Verso il 1830, papà Hucheloup morì e con lui scomparve il segreto delle carpe ripiene. La vedova, poco consolabile, continuò ad esercire la bettola; ma la cucina degenerò e divenne esecrabile, mentre il vino, che era sempre stato cattivo, diventò spaventoso. Pure, Courfeyrac ed i suoi amici continuarono a recarsi a Corinto, «per compassione», diceva Bossuet.
La vedova Hucheloup era ansimante e deforme, con qualche reminiscenza campestre, alla quale toglieva scipitezza colla pronuncia; aveva infatti un suo modo di dire le cose che dava sapore ai suoi ricordi villereschi e primaverili. Ella affermava che un tempo era per lei una gioia sentire «i rossignuoli cantare fra i bianchispini».
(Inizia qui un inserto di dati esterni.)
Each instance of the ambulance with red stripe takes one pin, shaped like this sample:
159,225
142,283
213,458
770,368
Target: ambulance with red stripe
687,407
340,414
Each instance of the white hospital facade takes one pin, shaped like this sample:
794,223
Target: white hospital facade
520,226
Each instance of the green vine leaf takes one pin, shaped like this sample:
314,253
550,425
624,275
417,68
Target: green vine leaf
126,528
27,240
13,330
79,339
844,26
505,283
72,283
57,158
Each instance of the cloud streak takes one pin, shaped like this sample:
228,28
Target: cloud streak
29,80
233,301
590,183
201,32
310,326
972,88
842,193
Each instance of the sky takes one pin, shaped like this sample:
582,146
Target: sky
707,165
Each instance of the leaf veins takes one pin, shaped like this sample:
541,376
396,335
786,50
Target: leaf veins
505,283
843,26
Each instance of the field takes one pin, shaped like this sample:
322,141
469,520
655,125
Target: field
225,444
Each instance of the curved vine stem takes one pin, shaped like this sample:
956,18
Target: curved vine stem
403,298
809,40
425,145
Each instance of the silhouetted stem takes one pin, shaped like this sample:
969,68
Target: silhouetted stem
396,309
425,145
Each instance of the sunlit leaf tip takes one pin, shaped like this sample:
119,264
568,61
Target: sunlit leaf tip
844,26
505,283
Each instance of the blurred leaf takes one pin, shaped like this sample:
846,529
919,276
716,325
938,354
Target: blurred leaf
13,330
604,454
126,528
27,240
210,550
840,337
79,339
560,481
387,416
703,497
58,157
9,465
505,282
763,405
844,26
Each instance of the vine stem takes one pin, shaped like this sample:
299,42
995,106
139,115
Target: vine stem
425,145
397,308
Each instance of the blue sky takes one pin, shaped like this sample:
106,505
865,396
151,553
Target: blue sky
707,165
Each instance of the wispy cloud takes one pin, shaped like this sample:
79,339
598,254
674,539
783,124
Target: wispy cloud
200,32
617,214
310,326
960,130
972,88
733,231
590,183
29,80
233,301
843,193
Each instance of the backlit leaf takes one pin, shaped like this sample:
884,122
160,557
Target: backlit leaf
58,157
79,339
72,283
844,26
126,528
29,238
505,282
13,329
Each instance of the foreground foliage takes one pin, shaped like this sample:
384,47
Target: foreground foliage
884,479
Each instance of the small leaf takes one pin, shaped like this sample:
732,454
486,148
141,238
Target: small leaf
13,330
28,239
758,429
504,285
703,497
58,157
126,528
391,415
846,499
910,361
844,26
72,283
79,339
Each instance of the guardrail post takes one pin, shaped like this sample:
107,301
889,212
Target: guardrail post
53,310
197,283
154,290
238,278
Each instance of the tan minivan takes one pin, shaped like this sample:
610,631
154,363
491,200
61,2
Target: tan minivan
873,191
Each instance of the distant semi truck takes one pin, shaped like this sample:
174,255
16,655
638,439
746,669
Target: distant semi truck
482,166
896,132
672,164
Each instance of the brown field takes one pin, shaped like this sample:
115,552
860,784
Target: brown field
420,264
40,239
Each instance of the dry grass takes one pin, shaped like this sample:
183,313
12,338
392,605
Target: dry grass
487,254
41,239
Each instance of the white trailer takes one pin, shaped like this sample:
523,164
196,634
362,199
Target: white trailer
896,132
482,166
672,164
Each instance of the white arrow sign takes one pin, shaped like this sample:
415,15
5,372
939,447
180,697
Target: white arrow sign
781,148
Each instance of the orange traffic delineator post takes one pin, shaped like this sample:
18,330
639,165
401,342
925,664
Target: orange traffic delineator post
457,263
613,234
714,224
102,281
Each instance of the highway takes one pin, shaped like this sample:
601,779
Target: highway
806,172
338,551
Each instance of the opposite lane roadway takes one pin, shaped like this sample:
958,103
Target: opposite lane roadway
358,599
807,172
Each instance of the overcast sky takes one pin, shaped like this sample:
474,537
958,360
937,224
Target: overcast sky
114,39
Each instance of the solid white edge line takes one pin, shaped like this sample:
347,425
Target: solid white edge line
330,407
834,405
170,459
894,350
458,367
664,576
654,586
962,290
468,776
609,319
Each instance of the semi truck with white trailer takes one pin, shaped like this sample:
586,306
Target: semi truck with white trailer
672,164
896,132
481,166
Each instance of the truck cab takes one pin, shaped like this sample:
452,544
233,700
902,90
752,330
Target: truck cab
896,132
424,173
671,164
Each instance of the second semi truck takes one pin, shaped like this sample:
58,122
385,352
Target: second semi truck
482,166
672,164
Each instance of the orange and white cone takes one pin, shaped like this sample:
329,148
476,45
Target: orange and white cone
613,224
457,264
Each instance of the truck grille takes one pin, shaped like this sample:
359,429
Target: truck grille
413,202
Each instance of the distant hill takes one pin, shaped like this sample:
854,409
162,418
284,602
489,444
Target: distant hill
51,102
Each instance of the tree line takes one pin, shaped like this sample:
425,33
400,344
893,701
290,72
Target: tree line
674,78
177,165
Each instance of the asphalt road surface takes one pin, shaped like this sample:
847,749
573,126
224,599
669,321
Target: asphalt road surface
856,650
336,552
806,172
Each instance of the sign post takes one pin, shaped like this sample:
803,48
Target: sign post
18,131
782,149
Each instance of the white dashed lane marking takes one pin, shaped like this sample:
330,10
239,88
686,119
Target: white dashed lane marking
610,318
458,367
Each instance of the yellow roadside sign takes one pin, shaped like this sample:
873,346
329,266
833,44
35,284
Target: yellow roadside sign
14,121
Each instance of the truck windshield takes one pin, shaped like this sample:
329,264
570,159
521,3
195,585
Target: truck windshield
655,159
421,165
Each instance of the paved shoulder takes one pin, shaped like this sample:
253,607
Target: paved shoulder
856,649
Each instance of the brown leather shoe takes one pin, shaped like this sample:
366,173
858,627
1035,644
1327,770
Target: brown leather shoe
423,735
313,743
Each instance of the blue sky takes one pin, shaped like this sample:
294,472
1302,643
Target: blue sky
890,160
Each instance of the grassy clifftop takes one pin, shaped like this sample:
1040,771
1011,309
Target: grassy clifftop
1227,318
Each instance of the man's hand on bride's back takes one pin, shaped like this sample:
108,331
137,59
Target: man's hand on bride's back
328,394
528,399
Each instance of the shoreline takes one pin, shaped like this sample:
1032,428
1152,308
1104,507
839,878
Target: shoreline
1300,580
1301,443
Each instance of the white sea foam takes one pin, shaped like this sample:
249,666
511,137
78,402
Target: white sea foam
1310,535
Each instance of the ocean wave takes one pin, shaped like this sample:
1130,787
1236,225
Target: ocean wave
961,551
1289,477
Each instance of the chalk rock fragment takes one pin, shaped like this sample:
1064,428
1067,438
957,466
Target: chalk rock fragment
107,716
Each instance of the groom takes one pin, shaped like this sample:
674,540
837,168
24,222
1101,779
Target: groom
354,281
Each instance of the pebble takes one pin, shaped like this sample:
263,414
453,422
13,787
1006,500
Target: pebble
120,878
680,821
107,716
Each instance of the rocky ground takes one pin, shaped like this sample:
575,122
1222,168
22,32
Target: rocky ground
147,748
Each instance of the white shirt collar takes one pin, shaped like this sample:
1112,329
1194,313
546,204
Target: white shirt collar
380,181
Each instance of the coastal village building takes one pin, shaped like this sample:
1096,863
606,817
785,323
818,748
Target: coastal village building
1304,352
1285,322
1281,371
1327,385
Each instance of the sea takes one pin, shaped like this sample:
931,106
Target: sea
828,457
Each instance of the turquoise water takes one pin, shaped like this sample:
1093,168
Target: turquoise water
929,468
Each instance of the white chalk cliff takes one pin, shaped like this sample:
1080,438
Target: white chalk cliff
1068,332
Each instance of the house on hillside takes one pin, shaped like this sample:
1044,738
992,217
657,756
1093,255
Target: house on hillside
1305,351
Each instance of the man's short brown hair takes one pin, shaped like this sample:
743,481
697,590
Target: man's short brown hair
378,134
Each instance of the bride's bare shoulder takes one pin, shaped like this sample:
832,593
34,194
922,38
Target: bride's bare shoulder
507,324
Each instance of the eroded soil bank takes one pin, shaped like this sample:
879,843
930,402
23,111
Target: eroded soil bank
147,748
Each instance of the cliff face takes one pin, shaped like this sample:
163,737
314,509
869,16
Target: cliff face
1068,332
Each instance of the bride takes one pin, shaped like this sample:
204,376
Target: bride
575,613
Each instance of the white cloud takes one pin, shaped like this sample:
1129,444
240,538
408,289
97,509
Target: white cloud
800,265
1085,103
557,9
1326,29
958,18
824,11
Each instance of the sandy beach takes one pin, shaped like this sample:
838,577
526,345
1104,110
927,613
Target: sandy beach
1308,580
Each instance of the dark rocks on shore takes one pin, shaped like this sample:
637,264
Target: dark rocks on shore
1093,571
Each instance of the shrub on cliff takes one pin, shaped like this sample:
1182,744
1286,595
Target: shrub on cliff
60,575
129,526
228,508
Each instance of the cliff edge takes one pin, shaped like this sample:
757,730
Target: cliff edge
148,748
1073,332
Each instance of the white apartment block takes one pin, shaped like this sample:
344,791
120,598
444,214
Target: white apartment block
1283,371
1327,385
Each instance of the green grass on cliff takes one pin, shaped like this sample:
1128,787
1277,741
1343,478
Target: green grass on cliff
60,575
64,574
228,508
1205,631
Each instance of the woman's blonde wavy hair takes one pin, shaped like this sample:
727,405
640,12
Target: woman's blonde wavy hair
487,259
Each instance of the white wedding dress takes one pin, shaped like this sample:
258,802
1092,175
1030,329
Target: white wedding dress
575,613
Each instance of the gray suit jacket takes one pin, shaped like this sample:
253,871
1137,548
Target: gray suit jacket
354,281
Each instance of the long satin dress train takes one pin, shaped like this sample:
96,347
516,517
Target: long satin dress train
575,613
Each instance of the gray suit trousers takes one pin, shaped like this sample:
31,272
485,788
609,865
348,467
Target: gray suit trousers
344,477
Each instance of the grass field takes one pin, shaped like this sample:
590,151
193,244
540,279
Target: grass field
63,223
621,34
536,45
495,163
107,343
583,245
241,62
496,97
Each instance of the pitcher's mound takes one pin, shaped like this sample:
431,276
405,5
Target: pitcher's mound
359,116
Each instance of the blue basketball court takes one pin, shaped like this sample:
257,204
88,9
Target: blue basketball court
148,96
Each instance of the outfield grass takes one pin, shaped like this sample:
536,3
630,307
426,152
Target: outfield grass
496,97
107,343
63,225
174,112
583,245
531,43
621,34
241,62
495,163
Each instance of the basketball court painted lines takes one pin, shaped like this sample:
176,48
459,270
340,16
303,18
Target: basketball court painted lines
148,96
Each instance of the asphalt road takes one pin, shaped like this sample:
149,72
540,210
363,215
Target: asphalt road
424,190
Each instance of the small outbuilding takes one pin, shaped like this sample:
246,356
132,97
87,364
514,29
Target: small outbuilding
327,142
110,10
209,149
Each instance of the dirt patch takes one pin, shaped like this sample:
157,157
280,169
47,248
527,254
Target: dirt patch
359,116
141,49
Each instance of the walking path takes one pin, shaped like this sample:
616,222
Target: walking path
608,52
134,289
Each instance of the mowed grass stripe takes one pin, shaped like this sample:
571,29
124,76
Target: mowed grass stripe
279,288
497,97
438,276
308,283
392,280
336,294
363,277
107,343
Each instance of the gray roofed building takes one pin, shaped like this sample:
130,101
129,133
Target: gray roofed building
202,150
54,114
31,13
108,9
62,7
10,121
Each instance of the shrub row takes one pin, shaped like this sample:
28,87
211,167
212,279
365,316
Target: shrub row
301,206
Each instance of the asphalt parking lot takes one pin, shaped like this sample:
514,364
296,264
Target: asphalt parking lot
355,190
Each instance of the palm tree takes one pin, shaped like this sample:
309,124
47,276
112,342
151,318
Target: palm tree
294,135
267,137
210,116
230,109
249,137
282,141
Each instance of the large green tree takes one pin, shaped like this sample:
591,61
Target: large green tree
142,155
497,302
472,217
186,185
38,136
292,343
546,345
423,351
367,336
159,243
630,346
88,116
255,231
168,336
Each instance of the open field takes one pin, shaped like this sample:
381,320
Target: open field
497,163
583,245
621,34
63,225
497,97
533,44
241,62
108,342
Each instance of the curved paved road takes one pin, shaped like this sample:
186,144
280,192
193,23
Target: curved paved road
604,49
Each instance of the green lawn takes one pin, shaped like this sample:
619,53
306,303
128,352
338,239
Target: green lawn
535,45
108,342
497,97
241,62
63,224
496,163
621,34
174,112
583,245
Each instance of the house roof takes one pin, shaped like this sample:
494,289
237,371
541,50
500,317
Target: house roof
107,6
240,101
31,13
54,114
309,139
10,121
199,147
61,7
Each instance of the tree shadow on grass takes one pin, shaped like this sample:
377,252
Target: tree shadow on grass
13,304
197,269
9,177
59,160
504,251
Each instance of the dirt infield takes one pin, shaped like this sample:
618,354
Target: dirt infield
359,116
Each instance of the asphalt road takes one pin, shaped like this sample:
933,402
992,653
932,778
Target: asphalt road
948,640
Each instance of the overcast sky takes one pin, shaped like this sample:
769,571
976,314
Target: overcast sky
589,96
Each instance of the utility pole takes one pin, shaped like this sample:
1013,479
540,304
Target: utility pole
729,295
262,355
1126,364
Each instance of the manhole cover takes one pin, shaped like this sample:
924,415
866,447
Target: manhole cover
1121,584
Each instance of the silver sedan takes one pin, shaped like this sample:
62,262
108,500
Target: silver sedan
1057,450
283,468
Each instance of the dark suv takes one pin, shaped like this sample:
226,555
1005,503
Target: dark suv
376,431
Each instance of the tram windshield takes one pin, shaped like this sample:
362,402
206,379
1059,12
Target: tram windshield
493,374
La sala del primo piano, in cui trovavasi il «ristorante» era un lungo stanzone ingombro di deschetti, sedie, panche e di tavole, oltre ad un vecchio bigliardo zoppicante. Vi si giungeva dalla scala a chiocciola che faceva capo in un angolo della sala ad un foro quadrato, simile ad un boccaportello di nave.
Quella sala, rischiarata da una sola finestrella e da un lume a più becchi sempre acceso, aveva un aspetto sordido. Tutti i mobili a quattro gambe si comportavano come se ne avessero tre; i muri, imbiancati a calce, avevan per solo ornamento la seguente quartina, in onore di mamma Hucheloup:
Stupisce a dieci passi, a due d'orror agghiaccia.
Il naso vacillante è da un gran porro invaso,
Sì, che sempre si teme non ve lo soffi in faccia,
E che un bel giorno in bocca non le finisca il naso.
Questa quartina era scritta sul muro col carboncino.